第2章では、減数分裂では、特有の二重鎖切断修復機構を備えていることを示した。減数分裂前の生殖細胞では、自発性または放射線による二重鎖DNA切断修復時に修復タンパク質RAD-51が修復部位を修復する際にRAD-50は必要ではない。しかし、C.elegansのrad-50 変異体を観察することにより、減数分裂が始まると同時に、特別な減数分裂二重鎖DNA切断修復機構が働くということを明らかとした。この減数分裂特有の二重鎖DNA切断修復機構の特徴として、RAD-51フィラメントの形成がRAD-50依存であることと、二重鎖切断を相同染色体間の組換えにより修復するという二点が示された。さらに、生殖細胞は減数分裂前期パキテン中期からパキテン後期で急速に減数分裂特有の二重鎖切断修復機構から解き放たれることも明らかとした。この二重鎖切断修復機構の切り替えは、MAP kinaseにより引き起こされる減数分裂前期の発生進行によるもので、染色体構造の形態変化とも時を同じくしておこることが明らかとなった。
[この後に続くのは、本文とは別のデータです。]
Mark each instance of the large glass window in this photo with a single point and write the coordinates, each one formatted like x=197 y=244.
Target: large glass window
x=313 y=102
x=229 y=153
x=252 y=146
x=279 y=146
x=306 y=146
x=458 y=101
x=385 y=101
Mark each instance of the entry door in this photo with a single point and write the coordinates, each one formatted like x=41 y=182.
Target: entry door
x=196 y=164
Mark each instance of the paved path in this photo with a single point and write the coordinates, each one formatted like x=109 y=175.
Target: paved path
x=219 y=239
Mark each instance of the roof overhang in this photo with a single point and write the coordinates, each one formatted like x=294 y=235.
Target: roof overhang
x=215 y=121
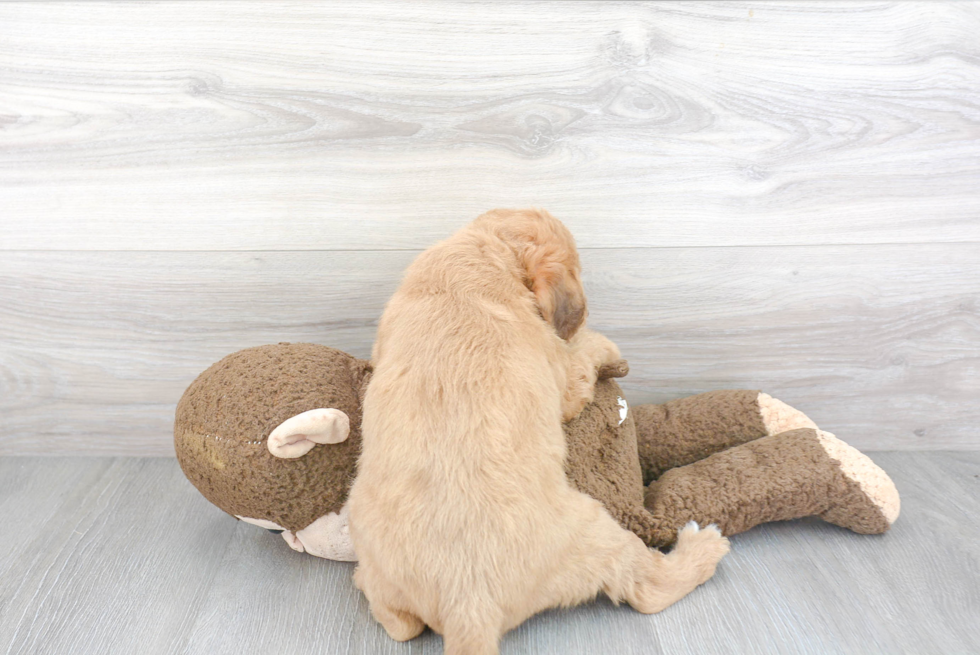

さらには、染色体軸タンパク質を欠く変異体においてはRAD-51フィラメントの形成のRAD-50依存性が一部だけ抑制されているということも示した。

第3章では、RAD-50は通常のレベルの減数分裂二重鎖切断を推進するために必要だということを示した。rad-51変異体で見られる染色体異常の表現型がrad-50により抑制されていた。しかしながら減数分裂で豊富なコヒーシンREC-8とRAD-50を両方欠く変異体でもSPO-11依存の二重鎖切断が観察されたことから、REC-8が無い状態では二重鎖切断の際にRAD-50は必須因子ではないことが示された。

第4章では、シナプトネマ複合体中央因子のタンパク質SYP-1が、存在する箇所での組換え形成を促進すること、協調的な重合が行われておりシナプス開始場所から離れた部分での組換え形成を可能にすること、組換え数を制限し阻害するということ、という三つの役割を持ち影響を与えることによって、組換えが形成されていることを示した。RNA干渉を用いてSYP-1の転写レベルを減少させた状態で、SNPマーカーを用いた組換え分布の解析と、免疫染色とX染色体ラべリング法による実際のSYP-1タンパク質の分布を解析した。シナプトネマ複合体は、組換えの形成を促進するだけでなく、過度な形成を阻害する組換え干渉を行う働きも持ち合わせているということが示された。

以上本研究は、相同染色体間の組換えという生物学的に極めて重要な事象を確実に遂行するために必要不可欠な二重鎖切断修復機構について、多くの新規かつ重要な知見を得ている。よって審査委員一同は、本論文が博士(農学)の学位としてふさわしいものと認めた。